Mahmoud Abbas pas «labass» ?

Le président de l’Autorité palestinienne, Mahmoud Abbas (Abou Mazen), est aujourd’hui plus affaibli que jamais. Pour preuve, son retrait ces dernières semaines

de la scène, laissant la place tantôt au premier ministre, Salam Fayad, tantôt aux autres figures historiques du Fatah, qui sont toujours à ses côtés à Ramallah.
Les positions agressives de l’Etat hébreu, à commencer par la poursuite des projets de colonisation à Al Quds-Est, et le refoulement d’une dizaine de milliers de palestiniens provenant de Cisjordanie, ne font que «déprimer» le chef de l’autorité palestinienne (un mot répété par un de ses proches collaborateurs devant un chef d’Etat arabe). Le moral en berne de Mahmoud Abbas n’est pas dû seulement à la position des régimes « contestataires » de la région comme la Syrie et l’Iran, mais aussi à celle des pays jugés modérés comme l’Arabie Saoudite et la Jordanie.

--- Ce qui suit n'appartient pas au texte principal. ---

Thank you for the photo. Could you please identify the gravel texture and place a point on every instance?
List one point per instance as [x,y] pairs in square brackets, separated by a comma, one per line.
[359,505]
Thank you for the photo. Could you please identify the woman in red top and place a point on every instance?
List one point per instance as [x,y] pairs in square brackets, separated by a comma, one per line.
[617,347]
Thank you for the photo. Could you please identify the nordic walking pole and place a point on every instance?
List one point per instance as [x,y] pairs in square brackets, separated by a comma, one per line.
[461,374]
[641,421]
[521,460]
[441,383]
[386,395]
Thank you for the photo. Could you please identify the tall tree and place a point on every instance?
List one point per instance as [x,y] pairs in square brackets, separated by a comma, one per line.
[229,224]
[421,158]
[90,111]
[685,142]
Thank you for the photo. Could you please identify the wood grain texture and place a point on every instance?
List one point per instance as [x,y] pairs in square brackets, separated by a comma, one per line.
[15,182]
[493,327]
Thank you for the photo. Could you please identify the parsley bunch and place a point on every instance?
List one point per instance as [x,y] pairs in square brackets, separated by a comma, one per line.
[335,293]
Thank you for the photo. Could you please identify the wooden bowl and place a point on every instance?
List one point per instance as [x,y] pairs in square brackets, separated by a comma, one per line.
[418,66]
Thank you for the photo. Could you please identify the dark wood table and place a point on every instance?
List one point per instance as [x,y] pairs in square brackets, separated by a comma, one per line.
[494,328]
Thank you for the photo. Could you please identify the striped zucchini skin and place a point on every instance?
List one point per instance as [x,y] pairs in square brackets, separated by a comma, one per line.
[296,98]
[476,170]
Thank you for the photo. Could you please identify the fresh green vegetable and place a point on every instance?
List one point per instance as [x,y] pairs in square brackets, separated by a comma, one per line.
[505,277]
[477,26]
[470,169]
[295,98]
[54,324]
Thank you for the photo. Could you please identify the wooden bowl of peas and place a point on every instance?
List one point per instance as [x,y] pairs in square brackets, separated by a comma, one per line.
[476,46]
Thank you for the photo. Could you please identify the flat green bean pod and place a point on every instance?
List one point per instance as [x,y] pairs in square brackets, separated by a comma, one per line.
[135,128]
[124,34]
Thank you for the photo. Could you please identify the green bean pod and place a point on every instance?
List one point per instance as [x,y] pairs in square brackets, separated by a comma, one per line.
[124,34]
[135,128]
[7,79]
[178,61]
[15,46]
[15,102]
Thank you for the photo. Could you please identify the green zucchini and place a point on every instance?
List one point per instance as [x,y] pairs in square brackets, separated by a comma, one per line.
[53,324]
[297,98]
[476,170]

Ces derniers ne cessent de reporter les visites souhaités par Abou Mazen. De ce fait, certains proches du successeur de Yasser Arafat craignent une «rébellion» au sein de l’équipe dirigeante au sein du Fatah.
En effet, la direction du Fatah n’accepte pas les rôles de plus en plus proéminents accordés par Mahmoud Abbas à Salam Fayad, le «chouchou» des Etats-Unis et des institutions financières internationales, et à Yasser Abed Rabbo, qui met la main sur les médias de l’Autorité Palestinienne. Les deux hommes occupent de plus en plus les devants de la scène mais ne font pas partie du mouvement Fatah.
En outre, ce qui rend Mahmoud Abbas encore plus vulnérable, c’est sa crainte d’être lâché par l’Egypte et par le président Moubarak, qui a toujours constitué son principal appui durant toutes les rudes épreuves des dernières années. Les incertitudes égyptiennes concernant la santé du raïs ainsi que la tenue probable de prochaines élections mettent ainsi Abou Mazen sur la corde raide.